As we entered the festival on Saturday morning, we were thrown head first into a debate between performers and attendees, discussing whether technology, and in hand, music technologies are developing along linear pragmatic lines, or exponential pockets of growth when someone has a bright spark. I boldly sat on the fence at this point, but believing in myself in possessing a reasonably artistic mind, the next discussion intrigued me as something I could personally relate to.
When trying to express yourself musically, especially when technology is involved, it’s possible to have too many choices and possibilities at your disposal, clouding your vision and surprisingly limiting your creative flare. There was a strong feeling within the room that by creating parameters within which you can work, pushing them as far as you can, and overcoming loggerheads, it will produce the best results.
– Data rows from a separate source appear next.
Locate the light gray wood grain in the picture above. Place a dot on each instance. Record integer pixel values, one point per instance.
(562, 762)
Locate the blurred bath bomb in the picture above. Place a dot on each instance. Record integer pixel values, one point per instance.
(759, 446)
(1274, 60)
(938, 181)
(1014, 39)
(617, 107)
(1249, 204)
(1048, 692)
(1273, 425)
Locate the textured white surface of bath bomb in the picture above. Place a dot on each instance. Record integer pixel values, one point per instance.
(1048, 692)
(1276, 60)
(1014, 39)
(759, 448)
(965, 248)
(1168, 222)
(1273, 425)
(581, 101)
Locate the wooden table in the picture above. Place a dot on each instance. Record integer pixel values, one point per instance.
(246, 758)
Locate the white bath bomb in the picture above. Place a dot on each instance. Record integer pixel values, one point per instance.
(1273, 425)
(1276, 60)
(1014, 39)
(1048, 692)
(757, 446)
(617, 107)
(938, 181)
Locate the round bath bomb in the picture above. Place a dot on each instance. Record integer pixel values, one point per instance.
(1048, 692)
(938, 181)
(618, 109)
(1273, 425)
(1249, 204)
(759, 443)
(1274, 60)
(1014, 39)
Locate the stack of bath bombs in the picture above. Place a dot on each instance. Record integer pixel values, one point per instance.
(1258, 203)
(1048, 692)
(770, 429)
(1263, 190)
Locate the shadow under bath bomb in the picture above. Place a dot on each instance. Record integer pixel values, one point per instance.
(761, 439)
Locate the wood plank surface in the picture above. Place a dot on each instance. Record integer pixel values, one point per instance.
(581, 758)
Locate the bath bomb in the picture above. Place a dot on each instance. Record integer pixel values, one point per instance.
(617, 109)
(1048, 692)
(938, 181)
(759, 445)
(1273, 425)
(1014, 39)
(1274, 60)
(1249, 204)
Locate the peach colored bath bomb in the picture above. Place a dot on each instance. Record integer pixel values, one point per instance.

This developed into discussing the performance itself and how to engage people’s senses in a more for-filling manner. Sarah Angliss was an obvious candidate to take the lead here. Trained in electro-acoustics, music and robotics, Sarah’s live shows integrate robots playing percussive and synthetic sounds to support her masterful Theremin playing. We then considered the idea of taking algorithmic / midi data from the performer to a third party, who in turn can use this to generate a visual aesthetic.
Soon after I found myself knee deep in ‘Dirty Electronics’ with John Richards . This involved building a two oscillator synth with filters from scratch [Yes, I did, yes… It works] which occupied us for a number of hours and provided us with something to take home and play with. Then, a trip round the rooms to check out the installations.
Louis McCallum’s Toy Music Machine used robotic arms to operate toy instruments, snares and drums all triggered by a touchscreen pad usable by anyone [I watched a wheelchair bound, elderly gentleman get his groove on…]. While upstairs Aleks Kolkowski: A Noise Of Stroviols gave an ethereal and ghostly atmosphere via a hanging string quartet brought to life through a matrix of tubes and wiring.
I had a long chat and demonstration from Tom Bugs, a self-made modular synth expert that has built his own brand of high end analogue electronics from scratch and now receives orders worldwide for his costly, but ultimately amazing patch-bay machines. Further highlights included performances from the likes of Leafcutter John & Tim Exile, as well an abstract offering from Atau & Alex, who re-appropriate I-pod technology [using the tilt and touchscreen interface] to create an expressive musical instrument. The festival drew to a close on Sunday afternoon with the ‘Mass Orchestra’ put together using all the weird and wonderful synths, sound boxes and circuit boards assembled over the weekend.